Nach der Bestätigung des Mietvertrags fiel mir erstmal ein Stein vom Herzen, bis ich davor stand, mein eigenes Zimmer unterzuvermieten. Das Unterfangen war mindestens genauso nervenaufreibend, wenn nicht noch mehr - WG-Castings zu veranstalten ist einfach eine bescheuerte Angelegenheit. Ein wenig enttäuschend war die Kurswahl - mein Wunschkurs "Filter Technologies and Filter Bubbles" wurde wegen mangelndem Interesse gestrichen, sodass ich umwählen musste. Immerhin konnte ich mich ohne Probleme für den Kurs "Gender and Sexuality Studies" anmelden, der im Rahmen dänischer Kulturkurse angeboten wird. Da ist er - der Blick über meinen fachlichen Tellerrand, den ich im Master eigentlich viel stärker wagen wollte, der aber bisher zu kurz kam.
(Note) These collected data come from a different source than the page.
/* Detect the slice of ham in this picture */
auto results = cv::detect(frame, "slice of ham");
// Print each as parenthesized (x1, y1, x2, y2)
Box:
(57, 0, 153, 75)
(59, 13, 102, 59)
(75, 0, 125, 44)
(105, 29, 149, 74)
Die Vorfreude wuchs, vor allem nach einem Tagestrip nach Kopenhagen, um meine Schlüssel abzuholen und einen ersten Koffer voller Klamotten und Dinge in die Wohnung zu bringen. Den Rest des Tages verbrachte ich damit, die Gegend um meinen Wohnort ausfindig zu machen und mit dem Elektroleihfahrrad zum Strand zu fahren. Zurück in Potsdam musste ich allen Freunden vorschwärmen, wie toll die Stadt ist, wie supertoll die Fahrradwege und wie nett und höflich die Menschen sind. Ein Freund meinte: Wenn du jetzt schon so schwärmst, wie wird das dann erst in 3 Monaten?
Trotz aller Vorfreude war es ein bisschen traurig, mein Zimmer auszuräumen und mein Leben der letzten Jahre in Kisten verpackt in den Keller zu stellen. Zwei prall gefüllte Rucksäcke sollten noch mitkommen. Das Fahrrad war ursprünglich auch mit eingeplant, bis die Werkstatt meine Hoffnungen getrübt und von einer teuren Reparatur abgeraten hatte. Zuletzt war das Fahrrad vor der Haustür geklaut worden. Nach sommerlich-schönen Abschieden war das ein letzter Wermutstropfen, der zu sagen schien: Okay, dann kannst du jetzt auch gehen. In Kopenhagen wird's auch schön.